Gut. 1996 Mar;38(3):430-8. doi: 10.1136/gut.38.3.430.
Antiproliferative treatment of patients with metastatic endocrine gastroenteropancreatic tumours (GEP) is based mainly on chemotherapeutic protocols whereby drug toxicity is a major handicap. Octreotide is the first choice in the control of hormone mediated symptoms. From retrospective and a few prospective studies it has been suggested that octreotide exhibits antiproliferative properties. The prospective German Sandostatin multicentre phase II trial investigated the effects of 200 micrograms octreotide thrice daily for one year on tumour growth and endocrine abnormalities in 103 patients. Octreotide treatment was continued in those patients responding to the drug until tumour progression occurred. In 28 of those with tumour progression during 200 micrograms thrice daily octreotide dose was increased to 500 micrograms thrice daily. The study sample consisted of 52 patients with computed tomography confirmed tumour progression and 13 patients with stable disease before octreotide treatment, whereas no preobservation period was available in 38 patients. Nineteen patients (36.5%) with computed tomography confirmed tumour progression experienced stabilisation of tumour growth lasting for at least three months. Median duration of stable disease was 18 months. At month 12, stable disease continued in 12 patients, declined after 24 months to nine patients, and after 36 months to five patients. Tumour regression has not been seen in this or other subgroups. In the subgroup with stable disease before octreotide, stable disease continued in 53.8% of patients over 12 months.
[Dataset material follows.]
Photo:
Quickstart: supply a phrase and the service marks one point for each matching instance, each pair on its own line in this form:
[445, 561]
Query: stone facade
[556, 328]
Increase of octreotide dose to 500 micrograms thrice daily did not influence progression seen during the lower dose with the exception of one patient in whom tumour progression changed to stable disease. No association of tumour size response and patients' characteristics could be detected. The results suggest that octreotide inhibits tumour growth in patients with metastasised endocrine GEP tumours. The antiproliferative effect is, at least in some patients, longlasting. Currently, octreotide can only be recommended as an antiproliferative drug if patients with clearly progressive disease show stabilisation after treatment for three to six months.
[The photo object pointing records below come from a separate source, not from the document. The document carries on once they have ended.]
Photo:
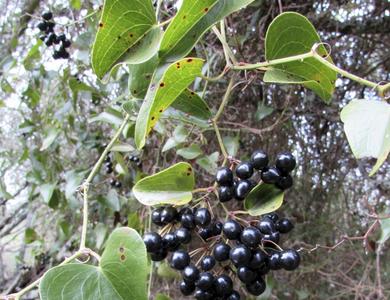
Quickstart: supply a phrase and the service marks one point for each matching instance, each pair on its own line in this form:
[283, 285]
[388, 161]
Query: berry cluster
[50, 38]
[230, 250]
[238, 188]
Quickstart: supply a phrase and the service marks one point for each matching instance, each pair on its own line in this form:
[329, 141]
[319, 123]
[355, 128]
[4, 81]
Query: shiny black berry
[187, 288]
[170, 242]
[207, 263]
[168, 214]
[159, 255]
[225, 193]
[42, 26]
[258, 259]
[180, 259]
[202, 217]
[257, 287]
[274, 261]
[47, 15]
[242, 189]
[223, 285]
[156, 216]
[284, 225]
[244, 170]
[246, 275]
[187, 221]
[240, 255]
[224, 176]
[153, 241]
[183, 235]
[251, 236]
[285, 162]
[234, 296]
[285, 182]
[221, 252]
[290, 259]
[190, 273]
[232, 229]
[270, 175]
[266, 226]
[205, 281]
[259, 159]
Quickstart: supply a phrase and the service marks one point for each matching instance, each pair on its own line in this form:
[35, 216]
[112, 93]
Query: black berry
[257, 287]
[244, 170]
[183, 235]
[285, 162]
[205, 281]
[190, 273]
[284, 225]
[180, 259]
[152, 241]
[202, 217]
[259, 160]
[225, 193]
[250, 236]
[246, 275]
[224, 176]
[221, 252]
[207, 263]
[232, 229]
[240, 255]
[223, 285]
[168, 214]
[270, 175]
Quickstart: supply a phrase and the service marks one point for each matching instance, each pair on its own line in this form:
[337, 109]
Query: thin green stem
[244, 66]
[89, 179]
转移性内分泌胃肠胰肿瘤(GEP)患者的抗增殖治疗主要基于化疗方案,而药物毒性是一个主要障碍。奥曲肽是控制激素介导症状的首选药物。回顾性研究和一些前瞻性研究表明,奥曲肽具有抗增殖特性。德国前瞻性生长抑素多中心II期试验研究了103例患者每日三次服用200微克奥曲肽,持续一年对肿瘤生长和内分泌异常的影响。对药物有反应的患者继续接受奥曲肽治疗,直至肿瘤进展。在28例每日三次服用200微克奥曲肽期间出现肿瘤进展的患者中,剂量增加至每日三次500微克。研究样本包括52例经计算机断层扫描证实肿瘤进展的患者和13例奥曲肽治疗前病情稳定的患者,而38例患者没有观察前期。19例(36.5%)经计算机断层扫描证实肿瘤进展的患者经历了至少持续三个月的肿瘤生长稳定期。疾病稳定的中位持续时间为18个月。在第12个月时,12例患者疾病持续稳定;24个月后降至9例;36个月后降至5例。在该亚组或其他亚组中均未观察到肿瘤消退。在奥曲肽治疗前病情稳定的亚组中,53.8%的患者在12个月以上疾病持续稳定。将奥曲肽剂量增加至每日三次500微克,除1例患者肿瘤进展转变为病情稳定外,对低剂量时出现的进展没有影响。未检测到肿瘤大小反应与患者特征之间的关联。结果表明,奥曲肽可抑制转移性内分泌GEP肿瘤患者的肿瘤生长。至少在一些患者中,抗增殖作用是持久的。目前,只有当明确进展性疾病的患者在治疗三至六个月后病情稳定时,才可以推荐将奥曲肽作为抗增殖药物。